Long-time fans are thrilled to have Cain back. Reviews describe the book as "well-written" with "lots of fun footnotes." One fan called it "one of the greatest and most enjoyable books in the warhammer 40k universe," finding it refreshing that the author avoided many of the overused tropes that had begun to appear in the series. Readers note that Cain's characterization remains perfect, with the Commissar being "dragged into the thick of it while desperately trying to keep his skin intact," just as fans love.
: The story brings back the Valhallan 597th and features familiar enemies (Chaos cults and Eldar), using them to refresh the series' "if I had known then" narrative hook without feeling derivative. or more information on the narrators' previous work in the Warhammer 40k universe? AUDIO REVIEW: Choose Your Enemies, by Sandy Mitchell ciaphas cain choose your enemies audiobook
The total running time is approximately (or 10 hours and 5 minutes, depending on the source), making it a substantial listen.
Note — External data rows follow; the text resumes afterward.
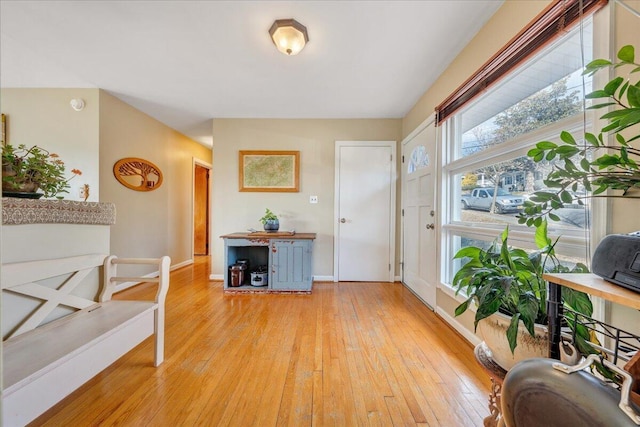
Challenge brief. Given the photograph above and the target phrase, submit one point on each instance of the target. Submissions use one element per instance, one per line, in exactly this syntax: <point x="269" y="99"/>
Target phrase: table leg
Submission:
<point x="495" y="410"/>
<point x="554" y="311"/>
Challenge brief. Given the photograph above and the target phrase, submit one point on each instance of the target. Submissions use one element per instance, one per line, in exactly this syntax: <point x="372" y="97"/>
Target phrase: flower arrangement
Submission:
<point x="268" y="216"/>
<point x="29" y="169"/>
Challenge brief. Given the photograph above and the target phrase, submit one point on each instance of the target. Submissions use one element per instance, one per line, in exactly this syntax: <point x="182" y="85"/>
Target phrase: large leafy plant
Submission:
<point x="509" y="280"/>
<point x="34" y="166"/>
<point x="595" y="163"/>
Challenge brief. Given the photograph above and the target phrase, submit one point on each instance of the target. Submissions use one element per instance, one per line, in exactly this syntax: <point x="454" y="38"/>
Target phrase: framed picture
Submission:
<point x="274" y="171"/>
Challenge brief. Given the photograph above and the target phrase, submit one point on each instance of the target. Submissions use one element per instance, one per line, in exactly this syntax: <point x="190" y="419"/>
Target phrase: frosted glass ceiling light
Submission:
<point x="289" y="36"/>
What begins as a straightforward mission quickly spirals into a multi-layered nightmare involving: The production quality helps bring the gritty, often
While the humor is a massive draw, Choose Your Enemies is still a Warhammer 40,000 book filled with visceral combat. The audio production handles the transition from comedy to horror masterfully. When the chainswords rev, the lasguns snap, and the alien chittering begins, the frantic pacing of the narration successfully builds genuine tension. 3. A Perfect Entry Point or Continuation
The production is led by Stephen Perring as the voice of Ciaphas Cain, supported by Penelope Rawlins (Inquisitor Vail), Emma Gregory , Richard Reed , and Andrew James Spooner . AUDIO REVIEW: Choose Your Enemies, by Sandy Mitchell
In Choose Your Enemies , Ciaphas Cain is once again dragged away from his comfortable, low-risk assignments and thrust directly into the meat grinder of galactic conflict. Settling into what he hopes will be an easy logistical oversight duty, Cain and the Valhallan 597th Regiment are deployed to a world facing a standard, manageable threat. Naturally, everything goes wrong.
Ciaphas Cain, the ostensible hero of Sandy Mitchell’s Warhammer 40,000 series, is at once a parody and a poignant mirror of wartime heroism. Presented through the lens of Cain’s memoirs and the commentary of his loyal chronicler, Commissar Ibram Gaunt’s rival, the series offers a complex study of how enemies are selected, perceived, and used to define identity, morality, and survival in a universe steeped in existential threats. This essay explores Cain’s methods—conscious and accidental—for choosing enemies, the motivations and consequences of those choices, and what they reveal about the broader themes of leadership, propaganda, and humanity under extreme duress.